Георгий не знал, что ответить. Марфа была первая женщина в его жизни, с которой он терялся. Правда, ее и нельзя было назвать женщиной в его жизни. Хотя бы потому, что ничего ближе, чем вот этот разговор в вечернем вагоне метро, у них не было и, судя по всему, не предполагалось. Марфа была настоящая московская девушка, это Георгий успел понять за тот месяц, который учился во ВГИКе. Говорит, что думает, не боясь обидеть собеседника и ни секунды не предполагая, что он вообще способен обидеться.
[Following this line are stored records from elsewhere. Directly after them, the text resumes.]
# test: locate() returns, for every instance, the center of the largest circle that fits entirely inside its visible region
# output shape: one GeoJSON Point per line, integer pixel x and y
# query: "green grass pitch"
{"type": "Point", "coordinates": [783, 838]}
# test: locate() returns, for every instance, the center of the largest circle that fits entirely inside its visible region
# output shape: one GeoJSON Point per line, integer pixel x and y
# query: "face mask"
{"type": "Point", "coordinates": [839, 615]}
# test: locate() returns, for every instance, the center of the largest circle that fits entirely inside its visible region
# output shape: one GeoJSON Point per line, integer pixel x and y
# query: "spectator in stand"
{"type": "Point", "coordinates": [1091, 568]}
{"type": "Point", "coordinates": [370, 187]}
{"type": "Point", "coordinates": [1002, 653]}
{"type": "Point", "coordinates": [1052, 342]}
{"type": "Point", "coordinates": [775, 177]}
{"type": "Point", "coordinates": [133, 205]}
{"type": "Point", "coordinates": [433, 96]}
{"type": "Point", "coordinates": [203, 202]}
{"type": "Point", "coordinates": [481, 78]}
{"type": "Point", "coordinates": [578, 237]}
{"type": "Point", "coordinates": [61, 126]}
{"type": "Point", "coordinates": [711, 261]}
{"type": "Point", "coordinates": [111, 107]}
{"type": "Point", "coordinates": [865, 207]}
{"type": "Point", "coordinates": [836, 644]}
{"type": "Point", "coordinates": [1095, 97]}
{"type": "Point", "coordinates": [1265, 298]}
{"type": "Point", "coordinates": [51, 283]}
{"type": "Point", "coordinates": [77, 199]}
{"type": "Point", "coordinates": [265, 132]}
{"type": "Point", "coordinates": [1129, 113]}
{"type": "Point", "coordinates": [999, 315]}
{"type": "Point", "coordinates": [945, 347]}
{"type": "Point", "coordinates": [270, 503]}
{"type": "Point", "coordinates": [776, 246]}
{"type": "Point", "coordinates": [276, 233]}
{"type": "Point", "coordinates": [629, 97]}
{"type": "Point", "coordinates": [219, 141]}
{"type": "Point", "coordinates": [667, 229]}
Не сомневается в своем праве говорить именно так, потому что знает, что ее право подкреплено природными способностями, правильным воспитанием и хорошим образованием. И внешностью, которую увидишь – не забудешь.
Из-за этой ее внешности Георгий каждый раз нарушал самому себе данное слово: не разговаривать с Марфой о том, что его действительно волнует. Или хотя бы разговаривать об этом небрежным тоном. Но стоило ему увидеть ее поблескивающие черные глаза, каштановую легкую прядь… Эта вьющаяся прядь, совсем тоненькая, всегда чуть-чуть отделялась от густых волос, заплетенных в косу, и лежала у Марфы на щеке воздушной волной, и едва заметно трепетала, когда Марфа улыбалась, говорила, просто дышала… Черт знает что! Ничего Георгий не чувствовал к насмешливой Марфе, а от этой дурацкой пряди глаз не мог отвести, прямо завораживала она его.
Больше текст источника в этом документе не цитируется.